いろいろありますが、特徴的な分野でいえば、実はかなり前からキャッシュレス化や電子マネーへ取り組んできました。たとえば2002年には、NTTドコモさん、伊藤忠商事さんと共同で「Cmode(シーモード)」をリリースしました。これは自販機を使い続けてもらうことを目的にした会員向けサービスで、自販機用のプリペイドマネー「Cmodeマネー」も展開していました。決済方法は自動販売機にQRコードをかざす方式で、今思えばかなり時代を先取りしていましたね。

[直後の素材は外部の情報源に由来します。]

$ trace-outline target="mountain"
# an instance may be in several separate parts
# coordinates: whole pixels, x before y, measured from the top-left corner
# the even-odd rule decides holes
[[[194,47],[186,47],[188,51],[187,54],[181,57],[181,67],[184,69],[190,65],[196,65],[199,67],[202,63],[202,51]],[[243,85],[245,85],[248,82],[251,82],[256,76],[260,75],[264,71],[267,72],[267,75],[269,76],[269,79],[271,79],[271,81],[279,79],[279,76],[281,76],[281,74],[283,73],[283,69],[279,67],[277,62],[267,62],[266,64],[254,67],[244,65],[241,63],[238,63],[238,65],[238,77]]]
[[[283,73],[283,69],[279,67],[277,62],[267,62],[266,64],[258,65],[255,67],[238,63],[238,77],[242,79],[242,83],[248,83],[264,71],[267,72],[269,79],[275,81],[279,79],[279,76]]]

そういう素地があり、2014年には一部の自販機でFeliCa型電子マネー(プラスチックカード)を使ったポイントカードサービスも始めました。こうした試みにおいて成功を重ねるなかで、今回の「Coke ON」が生まれたわけです。
自販機は1つの小売店
――自販機イノベーションの集大成がCoke ONにつながったというのはおもしろいですね。
自販機は、お客様が好きな時に好きな商品を簡単に購入できる、いわば1つの小売店です。自販機を日本市場に投入して57年になり、その間に様々なイノベーションがあったのですが、同時期に起こった小売業界の変化に対しては一歩遅れを取っている側面があったことも事実です。
自販機はこれまで、コールド・ホット機能を1台の機械に搭載したり、省エネ化を進めたり、また同じスペースで納入商品数を増やしたり、通信機能を通じた在庫管理など、様々な変革を行ってきました。
それに対し小売業のイノベーションでいえば、まずコンビニという新たな業種の浸透があります。その後、1989年にヨドバシカメラさんがポイントカードを展開し、やがて様々なチェーン店舗で共通ポイントを蓄積できるTポイントのようなサービスも出てきました。
元々は「近くにあって、豊富に商品を揃えています、便利で早くお買い物ができます」というのが自販機の価値提案でしたが、いわゆる一般的な小売店舗の魅力が増すなか、自販機も小売店の一種としてみた時に、お客様の期待に応えきれているのだろうか、という課題意識がありました。
こうした課題意識があるなか、スマートフォンの普及やBluetoothを始めとするテクノロジーの進歩があったこと、そしてCmodeから積み重ねてきたノウハウが加わり、新たなイノベーションを展開可能になったことが「Coke ON」に踏み出す一因だったと思います。